Objectives:

Anemia is relatively common in patients with either hematologic or solid tissue malignancies. When cancer treatment or the disease itself decreases production of or impairs response to endogenous erythropoietin, epoetin treatment may correct the resulting anemia. This systematic review compares outcomes of managing anemia with epoetin (and red blood cell [RBC] transfusion used as necessary) with using RBC transfusion alone. Four groups of patients with malignancy are included: (1) patients with anemia or at risk of anemia resulting primarily from cancer therapy; (2) patients with anemia resulting primarily from their malignant disease and who may also be receiving cancer therapy; and patients who are anemic as a result of bone marrow ablation prior to (3) allogeneic or (4) autologous stem-cell transplantation.

Search Strategy:

The MEDLINE, CancerLit, and EMBASE databases were searched from 1985 through 1998 and Current Contents on Diskette and Medscape Oncology through October 1999 for the terms: erythropoietin (Medical Subject Heading [MeSH^®]); epoetin alfa (MeSH^®); erythropoietin (tw); epoetin (tw); Epogen (tw); Procrit (tw); Eprex (tw); Marogen (tw); Recormon (tw); epo (tw); Anemia/drug therapy (MeSH^®; included all subheadings); Anemia/therapy (MeSH^®; included all subheadings); Anemia/diet therapy (MeSH^®; included all subheadings). The search was then limited to "neoplasms" or "myelodysplastic syndromes" and studies on human subjects. The yield was 2,943 references.

Selection Criteria:

This systematic review is limited to controlled trials comparing the outcomes of managing anemia with and without the use of epoetin in one of the four patient populations of interest. Uncontrolled trials were excluded.

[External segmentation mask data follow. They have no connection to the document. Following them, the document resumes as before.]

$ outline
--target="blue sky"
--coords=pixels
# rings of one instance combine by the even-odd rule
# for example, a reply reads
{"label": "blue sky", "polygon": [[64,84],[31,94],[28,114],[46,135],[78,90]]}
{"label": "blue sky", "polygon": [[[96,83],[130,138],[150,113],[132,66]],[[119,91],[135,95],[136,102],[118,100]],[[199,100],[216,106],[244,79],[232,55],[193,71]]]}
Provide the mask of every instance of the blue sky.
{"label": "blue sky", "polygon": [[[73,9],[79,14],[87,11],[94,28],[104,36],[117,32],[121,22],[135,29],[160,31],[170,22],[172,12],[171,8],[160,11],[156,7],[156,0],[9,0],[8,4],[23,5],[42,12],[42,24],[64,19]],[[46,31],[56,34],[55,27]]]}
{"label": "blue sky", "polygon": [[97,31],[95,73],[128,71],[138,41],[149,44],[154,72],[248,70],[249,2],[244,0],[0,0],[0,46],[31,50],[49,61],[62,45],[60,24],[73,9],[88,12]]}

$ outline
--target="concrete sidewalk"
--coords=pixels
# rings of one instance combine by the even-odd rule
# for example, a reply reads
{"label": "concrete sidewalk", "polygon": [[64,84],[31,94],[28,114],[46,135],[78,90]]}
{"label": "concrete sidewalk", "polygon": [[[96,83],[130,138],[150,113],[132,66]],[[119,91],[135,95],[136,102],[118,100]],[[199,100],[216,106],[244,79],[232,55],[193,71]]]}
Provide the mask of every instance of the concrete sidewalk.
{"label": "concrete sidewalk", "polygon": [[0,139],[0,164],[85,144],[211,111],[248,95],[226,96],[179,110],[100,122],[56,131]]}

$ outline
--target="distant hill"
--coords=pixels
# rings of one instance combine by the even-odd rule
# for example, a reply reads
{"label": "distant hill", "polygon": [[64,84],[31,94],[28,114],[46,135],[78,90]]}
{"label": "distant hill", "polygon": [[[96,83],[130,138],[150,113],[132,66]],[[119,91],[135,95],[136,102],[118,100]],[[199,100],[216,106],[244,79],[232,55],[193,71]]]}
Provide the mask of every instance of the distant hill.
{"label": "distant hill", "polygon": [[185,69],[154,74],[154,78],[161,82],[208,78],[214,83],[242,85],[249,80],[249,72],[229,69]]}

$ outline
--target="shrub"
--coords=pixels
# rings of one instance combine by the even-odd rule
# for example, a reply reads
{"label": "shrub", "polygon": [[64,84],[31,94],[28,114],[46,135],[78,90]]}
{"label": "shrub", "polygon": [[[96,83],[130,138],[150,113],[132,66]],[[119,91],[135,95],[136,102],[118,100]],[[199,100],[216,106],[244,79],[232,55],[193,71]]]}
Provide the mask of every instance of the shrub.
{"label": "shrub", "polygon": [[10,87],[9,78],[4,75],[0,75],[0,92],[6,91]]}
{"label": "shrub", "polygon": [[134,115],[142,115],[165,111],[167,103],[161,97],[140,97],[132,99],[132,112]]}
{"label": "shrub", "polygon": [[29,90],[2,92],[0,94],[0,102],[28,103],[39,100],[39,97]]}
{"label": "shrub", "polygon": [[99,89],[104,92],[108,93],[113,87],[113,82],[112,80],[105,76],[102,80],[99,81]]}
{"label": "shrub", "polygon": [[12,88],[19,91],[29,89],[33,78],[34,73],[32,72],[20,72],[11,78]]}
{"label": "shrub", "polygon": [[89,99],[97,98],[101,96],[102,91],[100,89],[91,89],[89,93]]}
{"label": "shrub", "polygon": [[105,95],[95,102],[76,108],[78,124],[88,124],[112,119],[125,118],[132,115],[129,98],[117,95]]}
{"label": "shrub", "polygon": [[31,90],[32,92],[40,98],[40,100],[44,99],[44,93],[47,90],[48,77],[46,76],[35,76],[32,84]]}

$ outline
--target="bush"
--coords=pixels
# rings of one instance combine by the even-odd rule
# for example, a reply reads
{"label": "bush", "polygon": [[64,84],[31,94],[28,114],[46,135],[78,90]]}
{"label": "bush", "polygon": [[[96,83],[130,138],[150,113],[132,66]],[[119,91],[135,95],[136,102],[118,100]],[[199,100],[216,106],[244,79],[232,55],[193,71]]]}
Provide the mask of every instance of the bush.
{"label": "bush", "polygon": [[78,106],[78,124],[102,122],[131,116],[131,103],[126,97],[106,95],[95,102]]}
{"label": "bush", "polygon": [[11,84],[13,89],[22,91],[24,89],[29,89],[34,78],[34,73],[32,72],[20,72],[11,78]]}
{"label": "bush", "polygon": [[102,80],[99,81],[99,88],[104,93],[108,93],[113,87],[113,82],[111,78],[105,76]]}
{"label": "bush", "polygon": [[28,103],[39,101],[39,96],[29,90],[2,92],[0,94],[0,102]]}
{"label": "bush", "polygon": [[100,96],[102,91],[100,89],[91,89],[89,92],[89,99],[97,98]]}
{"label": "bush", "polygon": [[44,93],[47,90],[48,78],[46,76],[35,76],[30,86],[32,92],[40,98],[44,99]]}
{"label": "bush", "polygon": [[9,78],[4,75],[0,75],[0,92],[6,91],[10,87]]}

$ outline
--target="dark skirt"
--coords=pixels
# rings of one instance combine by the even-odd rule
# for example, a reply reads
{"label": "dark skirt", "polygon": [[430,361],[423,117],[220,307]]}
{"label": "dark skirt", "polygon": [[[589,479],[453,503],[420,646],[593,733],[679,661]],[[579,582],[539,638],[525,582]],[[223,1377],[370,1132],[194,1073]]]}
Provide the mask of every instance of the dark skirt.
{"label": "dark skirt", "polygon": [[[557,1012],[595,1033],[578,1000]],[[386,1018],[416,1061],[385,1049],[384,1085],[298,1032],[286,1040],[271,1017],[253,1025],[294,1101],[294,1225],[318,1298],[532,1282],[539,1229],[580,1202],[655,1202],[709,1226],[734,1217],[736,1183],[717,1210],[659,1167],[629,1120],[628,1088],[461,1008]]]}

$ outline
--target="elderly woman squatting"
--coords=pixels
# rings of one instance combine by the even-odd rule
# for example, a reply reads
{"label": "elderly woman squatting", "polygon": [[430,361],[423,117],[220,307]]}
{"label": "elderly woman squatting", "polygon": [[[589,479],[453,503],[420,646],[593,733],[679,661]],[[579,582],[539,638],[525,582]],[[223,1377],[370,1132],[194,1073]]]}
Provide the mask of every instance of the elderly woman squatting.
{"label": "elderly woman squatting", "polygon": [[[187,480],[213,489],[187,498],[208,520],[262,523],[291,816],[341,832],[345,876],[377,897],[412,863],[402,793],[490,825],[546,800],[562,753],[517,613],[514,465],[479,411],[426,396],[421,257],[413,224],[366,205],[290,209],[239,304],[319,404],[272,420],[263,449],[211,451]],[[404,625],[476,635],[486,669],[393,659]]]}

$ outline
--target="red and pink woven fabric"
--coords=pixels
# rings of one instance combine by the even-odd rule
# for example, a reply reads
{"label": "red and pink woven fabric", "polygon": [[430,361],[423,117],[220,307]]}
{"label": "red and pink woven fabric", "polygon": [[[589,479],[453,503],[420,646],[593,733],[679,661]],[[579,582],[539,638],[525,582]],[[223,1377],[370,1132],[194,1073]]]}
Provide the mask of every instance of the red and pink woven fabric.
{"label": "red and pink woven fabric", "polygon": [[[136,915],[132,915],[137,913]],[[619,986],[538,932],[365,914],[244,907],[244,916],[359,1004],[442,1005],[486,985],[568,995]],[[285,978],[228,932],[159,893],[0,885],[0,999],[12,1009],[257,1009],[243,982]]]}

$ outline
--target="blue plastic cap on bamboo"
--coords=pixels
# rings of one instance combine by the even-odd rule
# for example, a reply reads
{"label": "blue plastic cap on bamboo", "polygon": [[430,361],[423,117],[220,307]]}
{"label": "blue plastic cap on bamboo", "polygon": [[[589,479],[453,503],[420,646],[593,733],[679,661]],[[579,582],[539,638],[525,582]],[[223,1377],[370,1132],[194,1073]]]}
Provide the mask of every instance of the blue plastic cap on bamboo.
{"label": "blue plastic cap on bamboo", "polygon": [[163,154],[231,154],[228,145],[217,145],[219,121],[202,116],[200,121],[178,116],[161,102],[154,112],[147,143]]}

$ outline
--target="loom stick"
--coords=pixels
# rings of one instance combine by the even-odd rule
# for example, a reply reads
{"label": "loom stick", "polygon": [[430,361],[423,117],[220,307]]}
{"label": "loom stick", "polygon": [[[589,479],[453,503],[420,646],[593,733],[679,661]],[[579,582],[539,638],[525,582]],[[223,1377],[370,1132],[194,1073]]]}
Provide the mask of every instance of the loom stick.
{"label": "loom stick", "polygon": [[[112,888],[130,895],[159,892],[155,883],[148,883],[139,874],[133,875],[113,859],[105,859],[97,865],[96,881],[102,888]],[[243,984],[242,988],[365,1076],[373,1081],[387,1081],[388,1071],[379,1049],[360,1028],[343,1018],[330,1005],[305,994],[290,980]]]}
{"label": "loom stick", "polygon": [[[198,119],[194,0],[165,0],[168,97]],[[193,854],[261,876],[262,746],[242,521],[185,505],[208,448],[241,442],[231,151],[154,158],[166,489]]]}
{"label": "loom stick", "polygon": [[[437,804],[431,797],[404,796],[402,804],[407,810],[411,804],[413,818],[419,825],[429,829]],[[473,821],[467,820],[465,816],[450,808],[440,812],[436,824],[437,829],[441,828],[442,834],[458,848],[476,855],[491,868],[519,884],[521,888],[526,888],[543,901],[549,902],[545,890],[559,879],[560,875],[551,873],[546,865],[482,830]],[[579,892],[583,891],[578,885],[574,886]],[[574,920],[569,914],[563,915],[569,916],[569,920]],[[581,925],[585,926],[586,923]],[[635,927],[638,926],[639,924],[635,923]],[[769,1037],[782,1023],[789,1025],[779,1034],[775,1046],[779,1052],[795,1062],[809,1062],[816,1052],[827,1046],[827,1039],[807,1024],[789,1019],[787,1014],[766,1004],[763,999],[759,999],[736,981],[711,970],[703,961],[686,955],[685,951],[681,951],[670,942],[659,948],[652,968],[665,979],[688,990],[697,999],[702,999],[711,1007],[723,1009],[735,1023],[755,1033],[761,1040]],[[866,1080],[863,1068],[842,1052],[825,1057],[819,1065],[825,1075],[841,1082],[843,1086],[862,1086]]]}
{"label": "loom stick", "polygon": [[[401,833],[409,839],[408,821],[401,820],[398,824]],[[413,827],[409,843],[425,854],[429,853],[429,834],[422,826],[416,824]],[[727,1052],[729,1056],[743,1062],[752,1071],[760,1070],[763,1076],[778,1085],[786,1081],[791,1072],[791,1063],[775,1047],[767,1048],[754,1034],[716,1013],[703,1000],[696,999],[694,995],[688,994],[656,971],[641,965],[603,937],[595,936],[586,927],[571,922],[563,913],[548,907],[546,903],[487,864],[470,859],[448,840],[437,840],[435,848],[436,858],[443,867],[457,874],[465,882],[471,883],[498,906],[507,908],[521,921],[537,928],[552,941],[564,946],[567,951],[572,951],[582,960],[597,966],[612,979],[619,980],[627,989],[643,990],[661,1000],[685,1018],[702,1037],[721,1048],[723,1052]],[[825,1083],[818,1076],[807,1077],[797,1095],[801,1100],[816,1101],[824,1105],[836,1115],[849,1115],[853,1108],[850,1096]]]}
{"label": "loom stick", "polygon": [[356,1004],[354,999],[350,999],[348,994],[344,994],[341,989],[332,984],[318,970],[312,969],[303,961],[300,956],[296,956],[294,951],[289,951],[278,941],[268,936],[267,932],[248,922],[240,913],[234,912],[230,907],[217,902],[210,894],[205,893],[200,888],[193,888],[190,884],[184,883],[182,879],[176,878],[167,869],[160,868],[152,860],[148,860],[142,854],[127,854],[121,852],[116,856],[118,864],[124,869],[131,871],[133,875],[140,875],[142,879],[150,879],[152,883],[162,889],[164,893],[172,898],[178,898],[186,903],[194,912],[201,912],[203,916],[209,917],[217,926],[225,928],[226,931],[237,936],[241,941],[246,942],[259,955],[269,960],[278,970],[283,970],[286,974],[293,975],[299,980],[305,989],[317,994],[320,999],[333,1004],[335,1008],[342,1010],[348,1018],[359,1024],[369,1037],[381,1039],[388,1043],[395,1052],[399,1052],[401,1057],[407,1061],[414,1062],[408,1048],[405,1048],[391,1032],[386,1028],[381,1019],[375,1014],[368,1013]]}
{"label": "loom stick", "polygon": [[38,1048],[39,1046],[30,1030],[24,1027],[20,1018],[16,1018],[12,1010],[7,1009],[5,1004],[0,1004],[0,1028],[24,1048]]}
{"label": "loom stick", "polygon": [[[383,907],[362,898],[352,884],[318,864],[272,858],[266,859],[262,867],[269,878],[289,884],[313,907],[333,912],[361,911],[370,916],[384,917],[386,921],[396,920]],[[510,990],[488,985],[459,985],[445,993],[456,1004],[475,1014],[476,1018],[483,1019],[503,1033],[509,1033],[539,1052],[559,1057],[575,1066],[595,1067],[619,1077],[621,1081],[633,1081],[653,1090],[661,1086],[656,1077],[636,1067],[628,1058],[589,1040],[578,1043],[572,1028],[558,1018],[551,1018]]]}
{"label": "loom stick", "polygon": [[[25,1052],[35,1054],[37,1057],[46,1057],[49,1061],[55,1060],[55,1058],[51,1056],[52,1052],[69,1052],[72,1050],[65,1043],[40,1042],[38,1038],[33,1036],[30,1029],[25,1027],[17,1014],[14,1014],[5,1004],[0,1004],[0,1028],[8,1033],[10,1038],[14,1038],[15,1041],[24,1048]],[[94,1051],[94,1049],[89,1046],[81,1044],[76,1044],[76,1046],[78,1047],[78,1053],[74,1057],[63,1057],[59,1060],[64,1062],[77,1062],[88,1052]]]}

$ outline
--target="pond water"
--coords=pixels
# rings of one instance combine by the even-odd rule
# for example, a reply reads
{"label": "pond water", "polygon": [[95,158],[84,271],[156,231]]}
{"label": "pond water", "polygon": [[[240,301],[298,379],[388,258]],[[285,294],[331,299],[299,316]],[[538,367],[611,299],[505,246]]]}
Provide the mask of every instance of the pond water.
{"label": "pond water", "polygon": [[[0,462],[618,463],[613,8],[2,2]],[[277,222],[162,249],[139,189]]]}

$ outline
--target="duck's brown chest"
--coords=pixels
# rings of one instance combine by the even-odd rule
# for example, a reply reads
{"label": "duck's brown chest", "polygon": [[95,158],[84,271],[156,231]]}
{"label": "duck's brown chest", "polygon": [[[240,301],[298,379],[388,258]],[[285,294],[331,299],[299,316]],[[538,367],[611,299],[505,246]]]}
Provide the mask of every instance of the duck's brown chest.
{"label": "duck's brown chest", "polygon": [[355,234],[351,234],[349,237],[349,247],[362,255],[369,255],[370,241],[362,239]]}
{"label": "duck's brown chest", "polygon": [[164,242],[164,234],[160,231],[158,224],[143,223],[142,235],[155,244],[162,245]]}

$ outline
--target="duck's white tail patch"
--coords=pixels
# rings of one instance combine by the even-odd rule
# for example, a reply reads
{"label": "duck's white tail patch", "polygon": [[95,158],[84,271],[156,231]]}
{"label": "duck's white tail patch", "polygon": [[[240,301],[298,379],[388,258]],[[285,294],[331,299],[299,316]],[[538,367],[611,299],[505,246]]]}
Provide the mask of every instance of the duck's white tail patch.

Data Collection and Analysis:

We used a prospectively designed protocol conducted by two independent reviewers, with disagreements resolved by consensus. The meta-analysis used a random effects model to combine data on odds of transfusion in patients with anemia due primarily to cancer therapy.

Main Results:

For patients with anemia resulting primarily from cancer therapy, epoetin reduces the odds of transfusion. The overall number needed to treat (NNT) is 4.4 (95 percent confidence interval [CI], 3.6 to 6.1), which suggests four to five patients must be treated to spare one patient from transfusion. Sensitivity analysis found a smaller magnitude of risk reduction for double-blinded compared with unblinded studies. A large, double-blinded randomized trial, not yet published, found improvement in quality-of-life scores with epoetin. Assessment of the study methodology and clinical significance of the findings awaits publication of the full report. The most robust evidence that epoetin improves outcomes is from trials in patient groups with baseline hemoglobin (Hb) at or below 10 g/dL. The evidence is not adequate to determine whether outcomes are superior when epoetin treatment is initiated at higher hemoglobin thresholds.

As many as one-half of all patients did not achieve a hematologic response to epoetin. Thus, nonresponding patients may account for much of the transfusion use in the epoetin arms of these trials. To achieve the most efficient use of epoetin, more systematic evidence is needed on patient characteristics that predict responsiveness and on early indicators of response.

Anemia primarily a result of malignancy included patients with multiple myeloma, non-Hodgkin's lymphoma, chronic lymphocytic leukemia, and myelodysplastic syndromes. Epoetin increases Hb levels and achieves statistically significant hematologic response rates in these patients. The evidence on transfusion outcomes is sparse but suggests a favorable effect of epoetin. Hematologic response rates appear to be lower for patients with myelodysplastic syndrome; higher doses of epoetin may be necessary to achieve response.

For patients undergoing allogeneic stem-cell transplantation, epoetin decreased time to RBC engraftment by 1 to 2 weeks and may decrease the number of RBC units transfused. No reduction in length of hospitalization was reported. The evidence does not support a beneficial effect of epoetin for patients undergoing autologous stem-cell transplantation.

Conclusions:

For patients undergoing cancer therapy, evidence demonstrates that epoetin reduces transfusion if treatment is initiated when declining Hb levels near 10 g/dL. Randomized controlled trials, adequately powered, are needed to determine whether initiating treatment at higher baseline Hb levels yields additional benefits in reducing transfusion use or improving quality of life.

This review identified common deficiencies in the design and reporting of trials on epoetin. Some methodologic deficiencies may result in overestimation of the effects of epoetin and inadequacy of reporting may limit the ability to interpret and generalize results. Future trials should maintain a higher standard of methodologic quality and completeness of reporting.